Chambersburg's The Orchards cooks up casual food and revamps look for its 25th year

PUBLISHED BY: Amber South, Chambersburg Public OpinionPublished 6:00 a.m. ET April 29, 2019

The ultimate casual food is the key ingredient in a local fine-dining restaurant's recipe for evolution. 

The Orchards put pizza on its menu just over a week ago. The addition is part of the 25-year-old business's growth from a traditional fine-dining establishment into a trendy and cool restaurant. 

“Fine dining is a tricky thing,” said Mike Kalathas, owner of The Orchards. He described how the industry has changed over the years, going from white table clothes and stuffy appearances to more casual and modern. That cultural shift is as true in New York City as it is in Franklin County, he said. 

“It’s still very phenomenal food, but you can go in with a hat, shorts and flip-flops and be treated awesome."

The restaurant offers five artisan pizza recipes,  Kalathas said. All are made in its new brick oven in its new open kitchen in its new 1580 Lounge.

Named for the restaurant’s address, 1580 Orchard Ave., the 1580 Lounge was previously known as the Civil War Lounge. In addition to design and functionality changes, some featured artworks of scenes from the Civil War have been moved into one of The Orchards' several themed meeting rooms.

The lounge still has a bar and plenty of seating, but a highlight of the space is now the open pizza kitchen. 

Guests can watch as Chef Kolton Regi or one of his colleagues create pizzas, from rolling out and spinning the dough to pouring on tomato sauce to sprinkling on cheese and other toppings to pushing the pie into the oven and checking it periodically until its cooked to perfection.

"You talk about what's in today - open kitchens are in," Kalathas said. "I think people just like to see the place alive. They love to see the chefs and watching them make the food instead of not knowing what's behind the scenes."

Kalathas said he's always loved gourmet brick-oven pizza. His decisions to revamp the lounge and introduce pizza to the menu happened concurrently.  He said he hired the owner of Cork and Fork - which uses what it calls the finest ingredients to create pizzas and other dishes at its Camp Hill and Harrisburg locations - to teach his staff how "to make the bread, sauce, the whole nine yards." 

All in the family

The Kalathas family are well known for their role in the local restaurant industry. The family owns seven establishments in the region today, according to The Orchards website. 

The family came to the area from Greece in the 1960s. Kalathas said his great uncle got into the restaurant business locally, and relatives followed suit.

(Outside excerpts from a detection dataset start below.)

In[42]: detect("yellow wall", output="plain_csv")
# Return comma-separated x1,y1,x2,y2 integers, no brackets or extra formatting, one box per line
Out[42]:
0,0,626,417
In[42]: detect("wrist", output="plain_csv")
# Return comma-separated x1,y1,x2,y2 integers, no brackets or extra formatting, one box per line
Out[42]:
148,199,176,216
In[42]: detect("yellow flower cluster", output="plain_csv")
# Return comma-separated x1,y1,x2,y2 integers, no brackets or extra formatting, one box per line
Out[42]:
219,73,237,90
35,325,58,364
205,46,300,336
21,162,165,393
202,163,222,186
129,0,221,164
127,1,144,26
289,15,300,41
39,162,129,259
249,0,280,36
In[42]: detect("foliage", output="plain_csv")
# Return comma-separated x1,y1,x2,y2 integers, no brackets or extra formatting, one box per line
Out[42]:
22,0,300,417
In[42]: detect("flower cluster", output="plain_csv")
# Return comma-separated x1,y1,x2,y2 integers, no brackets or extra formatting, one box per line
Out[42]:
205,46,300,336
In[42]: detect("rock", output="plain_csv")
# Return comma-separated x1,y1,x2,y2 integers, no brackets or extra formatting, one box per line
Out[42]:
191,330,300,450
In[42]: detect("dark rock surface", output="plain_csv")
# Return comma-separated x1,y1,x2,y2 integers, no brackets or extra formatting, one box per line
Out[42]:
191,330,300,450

His father, Charlie, and uncle, Tom, opened the Historic Texas Lunch diner on Lincoln Way West nearly 50 years ago, and still own it today. They went on to open The Orchards in 1994.

After spending their younger years around the family businesses, Kalathas and two of his cousins went to the Culinary Institute of America in 2000. They took over The Orchards soon after. They created Relax Lounge, a casual bar and grill connected to The Orchards - but not to be confused with the 1580 Lounge - in 2001.

Kalathas and his brother Bill took over The Orchards in 2011. 

Kalathas has also been working to share his family's passion with local teens through the Costa Academy, a culinary and food service school founded by Kalathas and a partner in 2016 that is based at The Orchards. Students get school credits and usually get offered a job by Kalathas upon graduation. 

A milestone anniversary

The Orchards will have a two-week celebration in June to mark its 25th anniversary. 

While Kalathas is confident that the restaurant’s evolution and offerings will keep it going strong for years to come, he pointed out that other local restaurants have not been so lucky as of late.

He pointed to the closures of Dilly’s at the point on U.S. 30 and EJ’s Grille in downtown Chambersburg. Another small business, The Cottage on Wayne Avenue, “got lucky,” he said, when a new owner was found.

“I honestly feel that everybody should support local businesses,” he said.